I think the softness is caused by VRS and how everything looks like some specific vaseline filter has being applied unevenly. Sure it's hard to see what I am talking about when we can't compare it without what I think is VRS (and we know from previous analysis that they do, well did, use VRS in Halo Infinite).

But we can see it in for instance in Outriders as the game is identical in both PS5 and XSX except with VRS only on Xbox. When most people won't see a sharpness difference (and DF didn't even talk about that difference in their article, like if there wasn't any difference at all) for me the difference of sharpness is very starking. Way more noticeable than something like a 30% resolution gap and the cost (loss of perceptible resolution) is certainly higher than the feeble framerate gains. When I see Halo Infinite I can't help but see that uneven vaseline filter applied to the assets:

Outriders left PS5, right XSX with VRS

ixOO5Ry.png


It's not like that complaint about how it looks too soft is something targeted to that new Xbox Halo game as I have being obsessing with that particular subject since the beginning here. Back then I was complaining about notably the first and awful FXAA implementations. And how things have improved with better anti-aliasing methods, notably morphological, temporal based etc. I mostly don't have to complain about AA solutions anymore. But this VRS implementation I see in those games forces me to talk about it again. Devs either need to improve it, or not use it at all like all developers eventually stop used quincunx on PS3 because the gain wasn't worth the immense image quality cost.
Fairly certain all technical review sites chalked that one up to being lower AF levels and not VRS. Only a handful of games use VRS that we know of.
 
They don't use CB in any Insomniac game. It's some custom temporal injection tech.

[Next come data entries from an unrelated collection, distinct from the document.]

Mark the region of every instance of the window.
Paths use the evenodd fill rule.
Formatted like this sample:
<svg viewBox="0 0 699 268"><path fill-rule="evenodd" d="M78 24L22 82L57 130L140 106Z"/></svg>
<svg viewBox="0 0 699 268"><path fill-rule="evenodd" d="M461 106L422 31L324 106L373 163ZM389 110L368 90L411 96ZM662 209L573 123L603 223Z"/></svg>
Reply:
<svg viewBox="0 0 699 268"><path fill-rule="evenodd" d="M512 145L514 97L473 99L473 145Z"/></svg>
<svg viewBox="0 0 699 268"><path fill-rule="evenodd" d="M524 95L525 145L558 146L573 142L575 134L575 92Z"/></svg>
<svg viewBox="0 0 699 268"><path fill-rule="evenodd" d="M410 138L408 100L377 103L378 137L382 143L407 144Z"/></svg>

https://blog.playstation.com/2018/09/06/insomniac-interview-the-tech-behind-marvels-spider-man/
DF speculates that they do for reflections in Rift Apart
In terms of how the review code has improved substantially via its day one patch, the performance and performance RT modes now run more smoothly and I was fascinated to note that quarter resolution RT reflections now seem to operate at checkerboard 4K, giving a substantial boost to quality. Impressive stuff.